The rehab and complex continuing care units were designed for their intended use with kitchen and dining areas to help patients acclimatize to daily routines in their own home.

The high number of ALC patients at North Bay Regional is attributable to the unique circumstances of the hospital and the health-care services available in the city.

Unlike Sudbury and Sault Ste. Marie, said Jacko, North Bay doesn’t have a hospice, so palliative care patients add to the hospital’s ALC numbers. Similarly, patients with dementia and behavioural issues in the hospital’s mental health centre take up beds at North Bay Regional because long-term care facilities are not equipped to care for them. Also accounting for North Bay’s high ALC numbers is North Bay’s decision to keep all of its patients under one roof, in contrast to both Sudbury and Sault Ste.
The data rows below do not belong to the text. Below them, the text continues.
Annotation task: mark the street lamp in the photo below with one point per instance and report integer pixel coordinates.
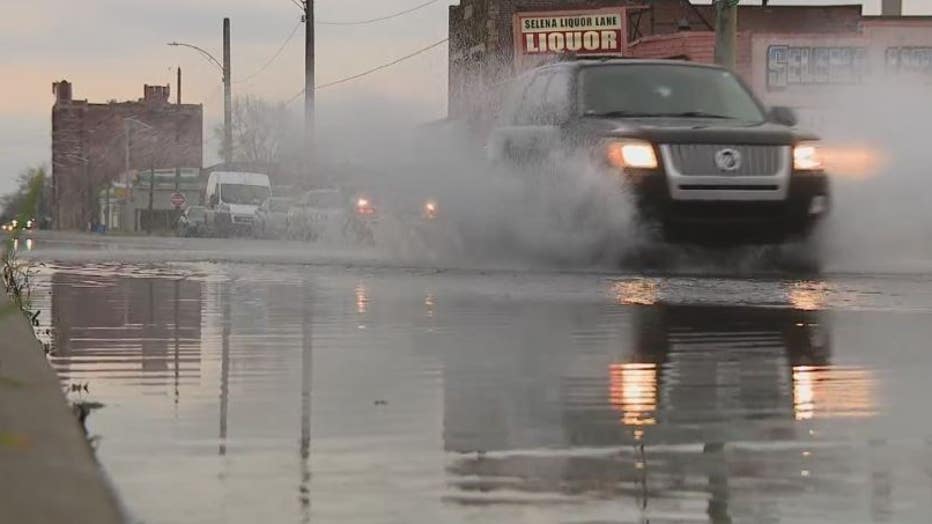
(224, 67)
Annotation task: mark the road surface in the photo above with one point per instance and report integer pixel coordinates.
(282, 383)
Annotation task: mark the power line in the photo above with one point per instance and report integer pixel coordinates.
(273, 58)
(370, 71)
(381, 18)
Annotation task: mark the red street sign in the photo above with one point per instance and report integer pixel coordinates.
(178, 200)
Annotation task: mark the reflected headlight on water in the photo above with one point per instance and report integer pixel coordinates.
(633, 392)
(430, 209)
(833, 392)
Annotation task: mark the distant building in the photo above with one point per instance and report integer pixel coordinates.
(94, 144)
(791, 55)
(124, 205)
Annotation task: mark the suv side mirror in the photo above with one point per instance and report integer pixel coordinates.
(783, 115)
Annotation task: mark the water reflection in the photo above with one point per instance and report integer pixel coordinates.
(685, 383)
(106, 326)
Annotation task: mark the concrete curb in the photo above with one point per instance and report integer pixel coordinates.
(48, 472)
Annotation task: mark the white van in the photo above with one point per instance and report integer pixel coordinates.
(233, 199)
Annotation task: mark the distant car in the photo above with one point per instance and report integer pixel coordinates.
(272, 217)
(193, 222)
(328, 214)
(232, 201)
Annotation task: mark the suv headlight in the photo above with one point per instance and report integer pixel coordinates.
(634, 154)
(807, 157)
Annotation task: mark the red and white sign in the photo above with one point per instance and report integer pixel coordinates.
(580, 32)
(178, 200)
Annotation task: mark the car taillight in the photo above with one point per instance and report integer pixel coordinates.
(364, 207)
(430, 210)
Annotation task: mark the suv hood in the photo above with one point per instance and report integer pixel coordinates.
(700, 131)
(242, 209)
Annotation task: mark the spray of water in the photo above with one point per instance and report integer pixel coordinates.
(879, 155)
(570, 213)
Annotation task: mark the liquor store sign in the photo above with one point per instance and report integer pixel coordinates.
(583, 32)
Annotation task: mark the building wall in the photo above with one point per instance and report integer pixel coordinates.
(482, 40)
(89, 146)
(887, 51)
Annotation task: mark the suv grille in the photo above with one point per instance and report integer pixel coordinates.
(699, 160)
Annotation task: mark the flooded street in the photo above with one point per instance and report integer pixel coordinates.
(335, 392)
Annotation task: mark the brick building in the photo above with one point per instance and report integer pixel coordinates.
(787, 53)
(94, 144)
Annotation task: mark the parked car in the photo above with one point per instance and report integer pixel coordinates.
(193, 222)
(328, 214)
(233, 199)
(706, 162)
(272, 217)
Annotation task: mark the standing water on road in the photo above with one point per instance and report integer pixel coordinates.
(250, 393)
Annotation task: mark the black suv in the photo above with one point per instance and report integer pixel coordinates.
(705, 160)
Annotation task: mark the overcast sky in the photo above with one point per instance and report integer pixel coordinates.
(110, 48)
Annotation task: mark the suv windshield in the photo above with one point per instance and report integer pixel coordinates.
(244, 194)
(661, 90)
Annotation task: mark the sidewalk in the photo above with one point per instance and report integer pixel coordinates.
(48, 473)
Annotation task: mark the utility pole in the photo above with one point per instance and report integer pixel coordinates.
(151, 198)
(309, 151)
(726, 32)
(227, 97)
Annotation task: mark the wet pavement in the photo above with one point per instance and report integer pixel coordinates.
(363, 393)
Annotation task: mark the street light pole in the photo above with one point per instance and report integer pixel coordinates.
(227, 97)
(227, 87)
(309, 67)
(726, 32)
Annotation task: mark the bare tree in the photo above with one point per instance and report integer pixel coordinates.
(263, 132)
Marie hospitals, which are temporarily housing patients at former hospital sites.

ALC numbers in North Bay could come down further if the hospital is successful in applying for a number of assess-and-restore beds to serve elderly patients who need a little extra time to recover from surgery

The data collected on the hospital’s ALC status is a big help for decision-making, said Jacko. “I can go in and see that we had 64 new ALC patients in the month, and that we discharged 61. That gives you an idea of the flow.”

Jacko can also see at a glance where patients were discharged to and what their special needs are.

“The information is very useful,” she said. “We were capturing ALC data before, but we wouldn’t know how long a patient was ALC or what their special needs are.”

At the same time, the data is available to address the larger ALC issue, compare hospitals and inform public policy.